Join Case Western Reserve University’s Department of Music Friday, Jan. 26, from 4 to 5 pm. in Harkness Chapel for a talk by Peter Bennett.
Bennett will present “Music, Liturgy, and the Soundscape of Early Modern France: The 1641 Translation of Saint Martin’s Relics to Tours.”
About the talk
In July 1641, the people and churches of Tours welcomed a relic of Saint Martin to their city with an elaborate three-day celebration and procession. The Archbishop of Tours (successor to Saint Martin himself, who had been Bishop in 372-97) oversaw the festivities, and it was to the Abbey of Marmoutier (founded by Saint Martin, on the other side of the river Loire to the cathedral) that the relics were being translated. But in a surprising twist, the clergy of the Basilica of Saint Martin (founded over the saint’s grave by his successors as bishop of Tours) do not seem to have participated at all, despite the centrality of their church to the cult of the saint.
Setting this event in the context of the wider history of monastic reform, and the conflicts between the regular clergy and the bishop of Tours that came to a head in the 1620-50s, this paper will consider six anonymous musical works for 6-8 voices that seem to make reference to the translation ceremony and that may have been performed as part of the procession. By focusing particularly on evidence related to the “soundscape” of this event – a long letter written by a monk who participated in the event and its planning, and descriptive liturgical sources – it is possible to shine new light on the complex relationship between the three religious institutions dedicated to Saint Martin.
About the speaker
Dr. Peter Bennett is Professor of Music and Coordinator of Graduate Studies in Historical Performance Practice at CWRU. Active as both a scholar and performer, Peter Bennett teaches in the Musicology and Historical Performance Practice programs at CWRU.
A scholar of early-modern France – focusing in particular on the intersection of music, religion, and politics in Louis XIII’s Paris – he has also long been active as a harpsichordist and organist, in Europe (where he studied) and the USA. Bennett holds degrees from Cambridge (B.A./M.A., Natural Sciences), King’s College, London (M.Mus.), and Oxford (D.Phil.), and was appointed to the CWRU faculty in 2005.
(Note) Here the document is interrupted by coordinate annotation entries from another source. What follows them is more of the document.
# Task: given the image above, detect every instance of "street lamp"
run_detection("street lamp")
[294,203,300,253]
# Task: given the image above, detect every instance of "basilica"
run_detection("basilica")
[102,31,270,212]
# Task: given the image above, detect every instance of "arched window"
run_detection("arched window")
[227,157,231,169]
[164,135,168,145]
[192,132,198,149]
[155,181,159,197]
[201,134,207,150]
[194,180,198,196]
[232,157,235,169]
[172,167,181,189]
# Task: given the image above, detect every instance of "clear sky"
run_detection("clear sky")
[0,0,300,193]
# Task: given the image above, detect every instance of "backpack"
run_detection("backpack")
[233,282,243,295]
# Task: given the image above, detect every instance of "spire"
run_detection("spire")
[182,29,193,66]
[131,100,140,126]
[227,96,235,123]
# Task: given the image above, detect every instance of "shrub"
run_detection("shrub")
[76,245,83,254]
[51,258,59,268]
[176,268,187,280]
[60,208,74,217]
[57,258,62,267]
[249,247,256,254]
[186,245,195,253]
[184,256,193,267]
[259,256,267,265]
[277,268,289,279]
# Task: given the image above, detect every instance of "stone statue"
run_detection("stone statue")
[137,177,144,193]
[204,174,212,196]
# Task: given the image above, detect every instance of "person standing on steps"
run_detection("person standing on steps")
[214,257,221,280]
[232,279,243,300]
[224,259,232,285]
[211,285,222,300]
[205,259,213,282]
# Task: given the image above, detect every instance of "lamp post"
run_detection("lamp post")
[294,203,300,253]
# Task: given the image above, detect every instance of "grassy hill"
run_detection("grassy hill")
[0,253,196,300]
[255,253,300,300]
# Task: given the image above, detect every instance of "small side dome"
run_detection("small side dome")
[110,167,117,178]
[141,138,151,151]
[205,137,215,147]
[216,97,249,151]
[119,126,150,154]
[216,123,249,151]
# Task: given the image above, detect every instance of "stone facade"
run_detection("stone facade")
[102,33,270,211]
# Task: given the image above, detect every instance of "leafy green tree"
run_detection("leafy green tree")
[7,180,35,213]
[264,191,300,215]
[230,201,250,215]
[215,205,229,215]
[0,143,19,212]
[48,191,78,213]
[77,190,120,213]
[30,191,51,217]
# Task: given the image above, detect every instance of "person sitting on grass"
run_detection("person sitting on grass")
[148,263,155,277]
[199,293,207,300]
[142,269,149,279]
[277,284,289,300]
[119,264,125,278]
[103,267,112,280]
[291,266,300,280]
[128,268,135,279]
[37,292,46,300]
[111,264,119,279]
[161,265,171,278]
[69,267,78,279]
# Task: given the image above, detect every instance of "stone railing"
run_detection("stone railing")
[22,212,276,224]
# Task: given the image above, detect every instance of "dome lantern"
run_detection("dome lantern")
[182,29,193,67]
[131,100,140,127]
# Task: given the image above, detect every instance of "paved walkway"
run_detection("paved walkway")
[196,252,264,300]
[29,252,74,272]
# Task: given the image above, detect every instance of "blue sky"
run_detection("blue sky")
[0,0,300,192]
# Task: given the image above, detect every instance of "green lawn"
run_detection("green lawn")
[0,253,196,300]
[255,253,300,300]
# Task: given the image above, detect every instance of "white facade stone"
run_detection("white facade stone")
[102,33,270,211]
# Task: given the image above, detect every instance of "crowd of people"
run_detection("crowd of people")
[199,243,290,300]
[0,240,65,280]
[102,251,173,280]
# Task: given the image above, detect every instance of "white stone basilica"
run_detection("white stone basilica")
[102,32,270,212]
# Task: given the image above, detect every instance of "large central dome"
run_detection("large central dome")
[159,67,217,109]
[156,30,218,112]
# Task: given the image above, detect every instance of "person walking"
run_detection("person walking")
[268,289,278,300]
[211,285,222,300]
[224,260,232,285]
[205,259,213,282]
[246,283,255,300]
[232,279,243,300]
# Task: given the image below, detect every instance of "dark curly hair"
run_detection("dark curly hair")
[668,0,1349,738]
In addition to presenting at numerous conferences in the US, UK, and France, he has published articles in the Journal of the American Musicological Society, Early Music, and the Revue de Musicologie, and his first book, Sacred repertories in Paris under Louis XIII (Ashgate, 2009), appeared in the Royal Musical Association Monograph series (a “magisterial study”, Early Music). In 2015-16 he held a Le Studium fellowship at the Centre d’Études Supérieures de la Renaissance, Tours, where his research centered on Louis XIII’s ceremonial entrées. The project culminated in an international conference on early modern ceremonial, and in the publication (with Bernard Dompnier, co-editor) of Cérémonial politique et cérémonial religieux dans l’Europe modern: Échanges et métissages (Classiques Garnier, 2020).
Research from this fellowship also informed his most recent book, Music and Power at the Court of Louis XIII: Sounding the Liturgy in Early Modern France (Cambridge University Press, 2021), a study of power and absolutism as seen through the lens of court liturgical and musical practices (“charts a masterful journey”, Journal of the American Musicological Society.)
He is currently working on a number of projects related to music and provincial French ceremonial. Bennett studied organ in Cambridge (Nicolas Kynaston) and Vienna (Peter Planyavsky) before taking up the harpsichord, studying in London (Jill Severs) and Siena (Academia Chigiana, Kenneth Gilbert).
As the founder of Ensemble Dumont (1995-2003), a consort of singers, viols and continuo which he directed from the keyboard, he has appeared in the UK and Europe, performing at the Bruges (Belgium) and Innsbruck (Austria) Early Music Festivals, the MDR-Sommer Festival (Germany), and the Wigmore Hall, London, also broadcasting on the BBC, RAI (Italy), MDR/SWR (Germany), and R3 (Belgium). The ensemble’s recordings for Linn Records received accolades from Gramophone Magazine (Editor’s Choice “meltingly gorgeous”, and Critics’ Choice “one of the year’s most beautiful releases … sublime performances”), Diapason (“Est-il pourtant disque plus sensuel, plus ravissant que celui-ci?”), BBC Music Magazine (”performed with gracefulness and sensibility”), Le Monde de la Musique, and others.
In Cleveland, Bennett teaches harpsichord in the CWRU HPP program and at CIM (where he is Head of Harpsichord) and has played with Apollo’s Fire, the Cleveland Baroque Orchestra, since 2006.